Careful attention should be directed to those areas in exposure assessments in which the product changes form or the units change. Pooling eggs into a container creates a product distinctly different from shell eggs. This product is able to support immediate bacterial growth and its storage must be modelled as a unique event.
Not all available data are necessarily useful to an exposure assessment. Detailed information on certain processes often can not be used without more information. In the case of S. Enteritidis, knowing the d-values does not help in construction of a model unless cooking times and temperatures either are known or can be modelled. Thus, the high degree of uncertainty and variability in cooking effectiveness inputs noted in this comparison of models emphasizes the need for more research on these inputs.

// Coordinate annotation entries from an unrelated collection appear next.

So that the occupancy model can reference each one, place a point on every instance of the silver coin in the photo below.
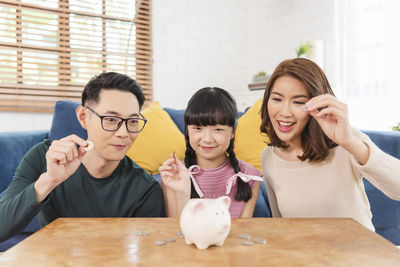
(247, 243)
(159, 243)
(260, 240)
(89, 146)
(245, 236)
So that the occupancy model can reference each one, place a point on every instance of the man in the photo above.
(61, 179)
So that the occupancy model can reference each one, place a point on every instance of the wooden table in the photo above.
(114, 242)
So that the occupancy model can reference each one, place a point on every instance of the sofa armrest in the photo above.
(385, 211)
(14, 145)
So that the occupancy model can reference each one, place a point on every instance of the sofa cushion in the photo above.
(385, 211)
(32, 227)
(249, 142)
(158, 140)
(65, 121)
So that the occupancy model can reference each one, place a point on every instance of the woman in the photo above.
(315, 162)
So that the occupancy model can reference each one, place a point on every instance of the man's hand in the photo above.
(63, 158)
(175, 175)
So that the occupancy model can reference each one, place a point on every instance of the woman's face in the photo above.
(288, 119)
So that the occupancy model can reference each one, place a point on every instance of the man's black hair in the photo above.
(111, 81)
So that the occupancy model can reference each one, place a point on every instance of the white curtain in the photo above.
(368, 61)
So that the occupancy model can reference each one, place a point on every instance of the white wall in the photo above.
(220, 43)
(224, 43)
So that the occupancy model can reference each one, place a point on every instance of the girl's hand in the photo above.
(175, 175)
(332, 116)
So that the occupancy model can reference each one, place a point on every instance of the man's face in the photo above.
(111, 145)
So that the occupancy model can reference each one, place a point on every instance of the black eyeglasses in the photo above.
(113, 123)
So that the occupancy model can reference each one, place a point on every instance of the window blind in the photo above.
(50, 49)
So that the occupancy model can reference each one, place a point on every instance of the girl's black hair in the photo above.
(211, 106)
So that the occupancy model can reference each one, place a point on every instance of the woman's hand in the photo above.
(62, 159)
(332, 116)
(175, 175)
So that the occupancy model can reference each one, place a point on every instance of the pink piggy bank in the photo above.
(206, 221)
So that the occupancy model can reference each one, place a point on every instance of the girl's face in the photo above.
(210, 144)
(284, 108)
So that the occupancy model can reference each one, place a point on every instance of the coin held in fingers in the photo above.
(89, 146)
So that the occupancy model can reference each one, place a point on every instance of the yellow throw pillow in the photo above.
(249, 142)
(158, 140)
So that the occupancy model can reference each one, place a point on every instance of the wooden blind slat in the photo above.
(48, 53)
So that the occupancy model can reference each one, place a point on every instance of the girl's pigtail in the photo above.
(243, 192)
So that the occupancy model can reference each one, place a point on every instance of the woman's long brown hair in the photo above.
(315, 143)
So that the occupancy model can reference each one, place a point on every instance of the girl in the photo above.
(211, 169)
(316, 161)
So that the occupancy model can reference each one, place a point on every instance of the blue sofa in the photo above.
(14, 145)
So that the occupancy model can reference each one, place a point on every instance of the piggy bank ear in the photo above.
(198, 206)
(226, 201)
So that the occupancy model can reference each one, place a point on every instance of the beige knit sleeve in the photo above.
(381, 169)
(271, 194)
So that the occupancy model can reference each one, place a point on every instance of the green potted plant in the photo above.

Given the dearth of published evidence on relevant egg consumption and preparation practices among populations of end users, the preparation and consumption component of an exposure assessment is the most difficult to accurately model. Unfortunately, even with perfect information, this component is very complicated. Multiple pathways reflecting multiple end users, products, practices and cooking effectiveness levels guarantee that assessing the preparation and consumption component is fraught with difficulties. Nevertheless, the advances inherent in both the Health Canada and USDA models provide reasonable starting points for subsequent analyses.
Neither model includes the possibility of re-contamination of egg meals following cooking. These models also do not account for possible cross-contamination of other foods from S. Enteritidis-contaminated eggs. These limitations might be addressed in future models.